Friday, January 20, 2017

Presidents, Protests, & Music

In my lifetime, there have been 17 Inauguration Days plus two swearings-in (one after the assassination of John F. Kennedy and the other after the resignation of Richard M. Nixon).  These special days are often filled with excitement, the prospect of change, the hope of unity in an often-divided country, and a sigh of relief from many that our democratic process continues to work after two-plus centuries.

Then, there is "politics", a word that, for some, is a epithet for something unseemly and obscene. If one pays attention to the machinations of Washington politics, it can leave you with a sour taste in your mouth.  The press does its best (many would disagree with that statement) to let is know what's going on but there is so much happening at any moment. Yet, it is quite obvious these days that the United States is a divided country, that "conservative" and "liberal" as well as "party politics" is part of what looks like a big game, a game with obscene payouts for the lucky and agony for the losers (think of how healthcare is constantly tossed about in the House of Representatives and the Senate).
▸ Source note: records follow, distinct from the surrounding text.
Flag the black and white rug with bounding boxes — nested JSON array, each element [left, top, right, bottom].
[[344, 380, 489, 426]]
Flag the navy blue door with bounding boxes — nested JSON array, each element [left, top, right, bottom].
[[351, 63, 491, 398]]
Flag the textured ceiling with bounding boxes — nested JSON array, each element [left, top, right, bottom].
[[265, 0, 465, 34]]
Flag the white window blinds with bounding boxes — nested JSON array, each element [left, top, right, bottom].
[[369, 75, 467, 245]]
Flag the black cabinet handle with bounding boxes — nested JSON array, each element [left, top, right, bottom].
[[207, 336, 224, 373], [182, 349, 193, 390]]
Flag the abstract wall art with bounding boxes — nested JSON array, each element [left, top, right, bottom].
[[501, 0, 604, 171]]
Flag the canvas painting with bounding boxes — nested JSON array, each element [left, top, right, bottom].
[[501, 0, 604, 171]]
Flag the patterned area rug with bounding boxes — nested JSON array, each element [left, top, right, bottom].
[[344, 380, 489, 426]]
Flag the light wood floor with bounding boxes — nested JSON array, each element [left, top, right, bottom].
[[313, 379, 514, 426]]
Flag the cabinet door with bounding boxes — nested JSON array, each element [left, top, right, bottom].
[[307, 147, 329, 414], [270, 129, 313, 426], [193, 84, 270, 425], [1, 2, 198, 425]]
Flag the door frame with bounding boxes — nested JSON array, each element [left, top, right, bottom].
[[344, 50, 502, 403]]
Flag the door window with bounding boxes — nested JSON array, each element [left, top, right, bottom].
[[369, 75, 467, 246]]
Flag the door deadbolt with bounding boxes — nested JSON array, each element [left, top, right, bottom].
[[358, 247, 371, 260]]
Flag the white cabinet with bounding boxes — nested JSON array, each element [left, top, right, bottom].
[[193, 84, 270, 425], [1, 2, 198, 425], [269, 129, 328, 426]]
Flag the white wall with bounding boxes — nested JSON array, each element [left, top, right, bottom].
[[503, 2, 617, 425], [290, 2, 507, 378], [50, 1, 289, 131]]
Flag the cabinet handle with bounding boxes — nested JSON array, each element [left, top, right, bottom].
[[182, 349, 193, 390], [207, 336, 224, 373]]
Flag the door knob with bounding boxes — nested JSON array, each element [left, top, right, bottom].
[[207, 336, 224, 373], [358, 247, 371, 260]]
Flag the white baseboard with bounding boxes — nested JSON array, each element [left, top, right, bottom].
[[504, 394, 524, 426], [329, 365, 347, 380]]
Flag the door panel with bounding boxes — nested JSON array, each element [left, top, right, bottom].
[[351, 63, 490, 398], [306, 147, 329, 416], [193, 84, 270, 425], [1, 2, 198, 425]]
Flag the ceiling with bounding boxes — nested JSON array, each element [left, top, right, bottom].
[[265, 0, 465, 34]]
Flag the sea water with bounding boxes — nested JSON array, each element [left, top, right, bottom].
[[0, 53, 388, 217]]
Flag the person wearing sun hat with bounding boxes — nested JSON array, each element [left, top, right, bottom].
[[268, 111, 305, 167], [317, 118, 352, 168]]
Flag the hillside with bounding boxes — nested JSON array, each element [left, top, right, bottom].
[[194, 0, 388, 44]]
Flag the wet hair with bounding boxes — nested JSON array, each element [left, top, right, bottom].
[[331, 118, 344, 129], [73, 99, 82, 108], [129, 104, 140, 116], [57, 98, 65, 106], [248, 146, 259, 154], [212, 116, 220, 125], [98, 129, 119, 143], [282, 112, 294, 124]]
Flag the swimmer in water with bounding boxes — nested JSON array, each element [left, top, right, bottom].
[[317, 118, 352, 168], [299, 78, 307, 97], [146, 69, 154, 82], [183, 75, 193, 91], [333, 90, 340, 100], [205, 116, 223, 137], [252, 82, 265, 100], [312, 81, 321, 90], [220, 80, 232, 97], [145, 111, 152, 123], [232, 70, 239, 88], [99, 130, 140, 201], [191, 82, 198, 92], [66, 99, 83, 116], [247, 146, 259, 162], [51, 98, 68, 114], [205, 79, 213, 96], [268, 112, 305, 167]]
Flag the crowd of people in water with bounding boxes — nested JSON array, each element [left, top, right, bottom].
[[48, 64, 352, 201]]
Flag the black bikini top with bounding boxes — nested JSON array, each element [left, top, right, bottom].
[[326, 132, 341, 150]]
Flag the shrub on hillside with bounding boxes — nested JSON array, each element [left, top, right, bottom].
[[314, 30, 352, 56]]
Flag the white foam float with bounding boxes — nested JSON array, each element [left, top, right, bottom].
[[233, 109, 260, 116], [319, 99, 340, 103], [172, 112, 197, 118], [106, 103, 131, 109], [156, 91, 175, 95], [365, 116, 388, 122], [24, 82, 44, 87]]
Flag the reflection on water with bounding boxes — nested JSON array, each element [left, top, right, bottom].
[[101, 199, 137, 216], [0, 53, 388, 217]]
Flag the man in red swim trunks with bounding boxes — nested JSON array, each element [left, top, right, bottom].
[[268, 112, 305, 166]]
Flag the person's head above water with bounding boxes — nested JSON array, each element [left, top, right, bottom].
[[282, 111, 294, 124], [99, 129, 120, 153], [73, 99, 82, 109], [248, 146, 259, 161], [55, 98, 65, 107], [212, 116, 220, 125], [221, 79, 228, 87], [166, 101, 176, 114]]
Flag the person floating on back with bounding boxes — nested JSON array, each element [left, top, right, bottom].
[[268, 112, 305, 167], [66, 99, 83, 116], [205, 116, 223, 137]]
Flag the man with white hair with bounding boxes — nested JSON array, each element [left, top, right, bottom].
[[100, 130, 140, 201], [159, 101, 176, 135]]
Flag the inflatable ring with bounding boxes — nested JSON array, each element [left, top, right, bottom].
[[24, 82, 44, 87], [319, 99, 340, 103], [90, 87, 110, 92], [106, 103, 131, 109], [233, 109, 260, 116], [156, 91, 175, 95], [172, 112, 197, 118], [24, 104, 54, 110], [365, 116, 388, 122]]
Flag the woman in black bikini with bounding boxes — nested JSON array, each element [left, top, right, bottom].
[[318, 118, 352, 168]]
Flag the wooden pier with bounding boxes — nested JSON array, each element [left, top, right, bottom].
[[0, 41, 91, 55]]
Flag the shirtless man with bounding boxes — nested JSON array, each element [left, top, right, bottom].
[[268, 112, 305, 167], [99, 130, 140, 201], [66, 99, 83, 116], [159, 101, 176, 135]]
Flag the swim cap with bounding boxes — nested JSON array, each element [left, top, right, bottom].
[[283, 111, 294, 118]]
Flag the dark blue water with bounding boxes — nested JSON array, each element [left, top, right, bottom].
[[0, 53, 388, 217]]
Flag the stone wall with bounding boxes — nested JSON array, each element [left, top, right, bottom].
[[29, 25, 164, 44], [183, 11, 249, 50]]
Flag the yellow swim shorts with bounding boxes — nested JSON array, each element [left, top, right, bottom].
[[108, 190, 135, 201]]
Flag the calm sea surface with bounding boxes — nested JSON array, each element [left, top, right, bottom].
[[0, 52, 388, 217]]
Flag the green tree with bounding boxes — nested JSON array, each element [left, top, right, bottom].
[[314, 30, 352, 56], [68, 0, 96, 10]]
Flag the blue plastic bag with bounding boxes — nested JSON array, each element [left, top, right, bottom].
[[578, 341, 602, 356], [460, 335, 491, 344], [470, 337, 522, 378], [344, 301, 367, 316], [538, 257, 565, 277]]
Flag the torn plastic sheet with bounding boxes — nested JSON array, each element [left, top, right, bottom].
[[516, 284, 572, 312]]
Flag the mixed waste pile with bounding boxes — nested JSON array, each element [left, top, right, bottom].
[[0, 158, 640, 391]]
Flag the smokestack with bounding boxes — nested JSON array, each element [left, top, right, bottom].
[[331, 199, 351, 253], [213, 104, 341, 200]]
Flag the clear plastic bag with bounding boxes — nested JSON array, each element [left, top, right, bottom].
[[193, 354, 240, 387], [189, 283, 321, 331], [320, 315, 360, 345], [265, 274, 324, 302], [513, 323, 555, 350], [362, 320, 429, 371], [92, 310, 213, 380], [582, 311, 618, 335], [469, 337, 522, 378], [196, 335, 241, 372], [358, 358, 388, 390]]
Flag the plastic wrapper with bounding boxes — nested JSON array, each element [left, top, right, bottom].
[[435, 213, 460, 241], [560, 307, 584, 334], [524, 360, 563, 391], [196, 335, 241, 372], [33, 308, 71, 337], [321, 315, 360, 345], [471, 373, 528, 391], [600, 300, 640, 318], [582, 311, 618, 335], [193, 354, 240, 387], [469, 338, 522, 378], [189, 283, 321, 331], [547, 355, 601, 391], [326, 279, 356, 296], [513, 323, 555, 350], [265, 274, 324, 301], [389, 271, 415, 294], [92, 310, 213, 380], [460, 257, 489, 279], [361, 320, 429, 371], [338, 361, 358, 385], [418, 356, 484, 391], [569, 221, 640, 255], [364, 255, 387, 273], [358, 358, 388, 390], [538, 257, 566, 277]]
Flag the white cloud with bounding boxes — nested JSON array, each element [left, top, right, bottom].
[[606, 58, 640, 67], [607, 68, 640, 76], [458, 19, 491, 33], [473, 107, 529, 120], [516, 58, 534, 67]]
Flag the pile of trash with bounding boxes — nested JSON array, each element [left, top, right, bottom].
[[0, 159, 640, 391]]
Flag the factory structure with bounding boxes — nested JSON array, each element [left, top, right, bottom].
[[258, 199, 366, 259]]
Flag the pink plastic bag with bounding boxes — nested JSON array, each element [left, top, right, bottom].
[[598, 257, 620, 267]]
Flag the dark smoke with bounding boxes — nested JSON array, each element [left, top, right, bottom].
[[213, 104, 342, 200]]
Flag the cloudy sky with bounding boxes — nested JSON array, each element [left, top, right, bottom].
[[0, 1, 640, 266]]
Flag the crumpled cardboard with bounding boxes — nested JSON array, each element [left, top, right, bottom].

How artists look at this nation has, for me, always been a fascination.  From the populist anthems of Irving Berlin to the wide-eyed wonder of George Gershwin to the sly observations of Will Rogers to the dreams of Woody Guthrie to the inequalities reported by Billie Holiday to the satire of Randy Newman to the simmering anger of Nina Simone to the shouts of Public Enemy to the chest-thumping of Toby Keith to the clear-eyed visions of Gil Scott-Heron (and so many others), singers and songwriters speak to social issues by cutting to the emotional core of any situation. During the most recent Presidential election cycle, artists took a stand for or against the candidates with a ferocity one has not seen since 1968 and 1984 (also, the Bush years post 9/11/01 were filled with vitriol as well as unqualified praise).

President-elect Trump (who will be sworn-in just hours from when I am writing this) has certainly polarized this country (in many peoples eyes, President Obama did as well) but many reactions have bordered on the apocalyptic. At least, there was "hope" in the changes his predecessor spoke of but that has been replaced by fear, the fear of moving backwards, that the "great again America" being spoken of is one where women, minority groups, and immigrants will not be treated with the "equality" our Forefathers hoped for (dreamed of) when the United States was in its infancy.  Mobilization against the changes being sought has been swift (we'll wait and see how strong it is) and artist's reactions are beginning to emerge.
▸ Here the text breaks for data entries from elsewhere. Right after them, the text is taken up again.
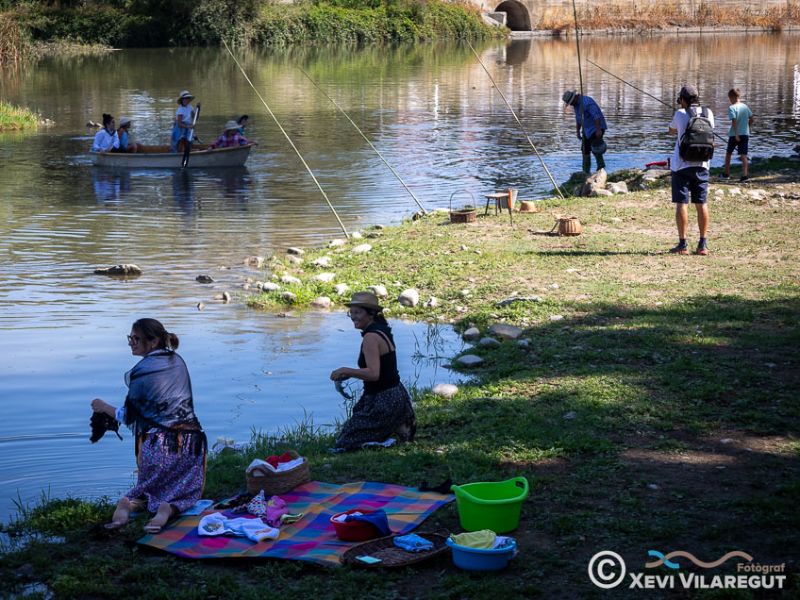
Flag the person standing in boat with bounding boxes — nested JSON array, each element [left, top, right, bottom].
[[331, 292, 417, 451], [169, 90, 200, 152], [91, 319, 208, 533], [209, 121, 250, 148], [117, 117, 139, 152], [92, 113, 119, 152]]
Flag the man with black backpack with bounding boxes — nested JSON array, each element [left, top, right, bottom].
[[669, 85, 714, 256]]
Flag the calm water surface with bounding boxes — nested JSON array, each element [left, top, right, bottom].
[[0, 34, 800, 519]]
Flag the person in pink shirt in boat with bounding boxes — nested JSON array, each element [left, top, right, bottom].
[[209, 121, 250, 148]]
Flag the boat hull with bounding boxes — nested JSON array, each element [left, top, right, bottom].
[[90, 144, 254, 169]]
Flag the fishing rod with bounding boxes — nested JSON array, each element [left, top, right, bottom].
[[465, 40, 564, 200], [297, 67, 428, 215], [572, 0, 591, 138], [222, 39, 350, 238], [586, 58, 728, 144]]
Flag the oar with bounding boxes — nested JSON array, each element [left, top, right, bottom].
[[181, 102, 200, 169]]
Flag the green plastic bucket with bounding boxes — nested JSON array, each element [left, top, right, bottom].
[[450, 477, 528, 533]]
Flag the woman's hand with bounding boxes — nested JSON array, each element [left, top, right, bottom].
[[331, 367, 350, 381], [92, 398, 117, 417]]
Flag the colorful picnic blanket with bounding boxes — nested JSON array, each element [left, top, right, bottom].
[[139, 481, 454, 565]]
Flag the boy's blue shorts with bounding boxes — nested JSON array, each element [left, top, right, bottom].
[[725, 135, 750, 156]]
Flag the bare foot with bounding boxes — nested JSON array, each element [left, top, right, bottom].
[[144, 502, 174, 533], [105, 496, 137, 529]]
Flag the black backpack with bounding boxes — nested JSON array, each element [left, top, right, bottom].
[[678, 107, 714, 162]]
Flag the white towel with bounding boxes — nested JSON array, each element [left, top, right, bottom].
[[245, 456, 306, 477], [197, 513, 281, 542]]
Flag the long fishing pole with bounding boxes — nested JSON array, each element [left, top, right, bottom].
[[297, 67, 428, 215], [586, 58, 728, 143], [572, 0, 591, 138], [222, 39, 350, 238], [466, 40, 564, 200]]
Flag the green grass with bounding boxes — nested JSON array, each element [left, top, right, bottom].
[[0, 161, 800, 599], [0, 100, 39, 131]]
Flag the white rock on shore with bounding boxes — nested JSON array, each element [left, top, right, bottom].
[[397, 288, 419, 308], [431, 383, 458, 398]]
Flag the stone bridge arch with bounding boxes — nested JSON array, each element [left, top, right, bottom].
[[494, 0, 531, 31]]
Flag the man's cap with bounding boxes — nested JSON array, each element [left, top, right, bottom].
[[678, 84, 700, 101]]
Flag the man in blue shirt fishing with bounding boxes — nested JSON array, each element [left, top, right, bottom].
[[561, 90, 608, 173]]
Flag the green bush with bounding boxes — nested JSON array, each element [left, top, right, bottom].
[[17, 5, 139, 46]]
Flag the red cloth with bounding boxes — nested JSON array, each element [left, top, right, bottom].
[[264, 452, 294, 469]]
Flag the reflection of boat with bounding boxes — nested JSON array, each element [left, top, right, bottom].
[[89, 144, 254, 169]]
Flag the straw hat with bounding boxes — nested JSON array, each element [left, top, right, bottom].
[[346, 292, 383, 310], [561, 90, 578, 105], [178, 90, 194, 104]]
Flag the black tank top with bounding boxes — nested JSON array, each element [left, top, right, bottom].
[[358, 323, 400, 394]]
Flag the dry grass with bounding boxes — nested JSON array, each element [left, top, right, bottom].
[[0, 13, 27, 68], [533, 2, 800, 32]]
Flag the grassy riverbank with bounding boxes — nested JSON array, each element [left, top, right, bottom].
[[0, 161, 800, 599], [0, 100, 39, 131]]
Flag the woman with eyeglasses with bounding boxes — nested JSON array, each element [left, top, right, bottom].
[[92, 319, 208, 533], [331, 292, 417, 451]]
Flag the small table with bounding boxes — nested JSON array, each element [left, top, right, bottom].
[[483, 192, 514, 225]]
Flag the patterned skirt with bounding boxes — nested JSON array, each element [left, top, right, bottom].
[[336, 383, 417, 450], [125, 431, 206, 512]]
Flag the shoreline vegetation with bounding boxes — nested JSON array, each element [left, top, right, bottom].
[[0, 100, 41, 133], [0, 162, 800, 600], [0, 0, 800, 68]]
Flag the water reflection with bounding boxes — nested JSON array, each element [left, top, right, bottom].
[[92, 168, 131, 204]]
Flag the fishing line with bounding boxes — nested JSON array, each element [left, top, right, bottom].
[[222, 39, 350, 238], [465, 40, 564, 200], [572, 0, 586, 135], [586, 58, 728, 144], [297, 67, 428, 215]]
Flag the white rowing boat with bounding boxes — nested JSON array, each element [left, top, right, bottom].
[[89, 144, 255, 169]]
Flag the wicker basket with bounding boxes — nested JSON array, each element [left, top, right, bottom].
[[245, 450, 311, 497], [558, 217, 583, 235], [340, 533, 449, 569], [450, 190, 478, 223]]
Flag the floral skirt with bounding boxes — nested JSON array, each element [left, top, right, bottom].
[[336, 383, 416, 450], [125, 431, 206, 512]]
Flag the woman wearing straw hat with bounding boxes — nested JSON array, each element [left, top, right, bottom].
[[169, 90, 200, 152], [331, 292, 417, 450], [117, 117, 139, 152], [209, 121, 250, 148]]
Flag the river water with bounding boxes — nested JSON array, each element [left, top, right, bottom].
[[0, 34, 800, 520]]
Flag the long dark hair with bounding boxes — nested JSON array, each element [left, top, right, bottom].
[[132, 319, 180, 350]]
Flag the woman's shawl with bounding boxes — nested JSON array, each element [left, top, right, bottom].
[[125, 350, 201, 448]]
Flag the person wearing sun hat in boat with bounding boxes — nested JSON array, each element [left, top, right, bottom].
[[117, 117, 139, 152], [169, 90, 200, 152], [331, 292, 417, 452], [209, 121, 250, 148]]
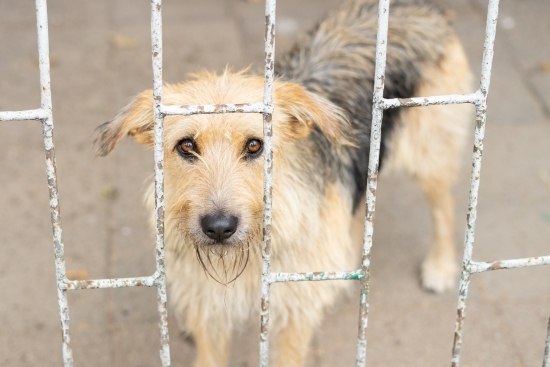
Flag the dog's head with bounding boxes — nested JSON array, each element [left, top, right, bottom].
[[95, 72, 347, 284]]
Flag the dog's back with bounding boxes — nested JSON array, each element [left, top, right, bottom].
[[276, 0, 467, 208]]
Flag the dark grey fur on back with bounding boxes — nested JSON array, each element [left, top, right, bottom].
[[276, 0, 452, 210]]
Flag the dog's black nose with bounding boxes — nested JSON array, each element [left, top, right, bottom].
[[201, 214, 239, 242]]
Five weeks after Election Day, saxophonist and composer Noah Preminger gathered the other members of his most recent Quartet - trumpeter Jason Palmer, bassist Kim Cass, and drummer Ian Froman - to record his musical reactions to the results. "Meditations on Freedom" (Dry Bridge Records) features melodies by Bob Dylan, Bruce Hornsby, George Harrison, and a particularly handsome reading of Sam Cooke's "A Change is Gonna Come" plus  five originals.  Is this music a call to action, a wake-up call, a lament, a warning shot across the bow or just dreaming out loud?  One could answer "yes" to every part of that question but the album - released today (January 20) - is more than that.  It's a reminder that the musicians are citizens, that creative music is "political" more often than not, that the "freedoms" stitched into these performances are as vital as picket signs and fiery speeches, that the rhythms of these songs are built from the ground up; the formation of this quartet to play this music is really the creation of a community built on shared visions, on trust, on taking risks as musicians, on compromises built from honest discussion.  This is music also built on the belief that "We Shall Overcome", that this country has "overcome" in the past and will again in the future, that we as individuals and communities have the ability to pull ourselves up and face any challenge.  There is no question that the United States faces challenges within and without but also no question if we face these challenges together, the results should be better.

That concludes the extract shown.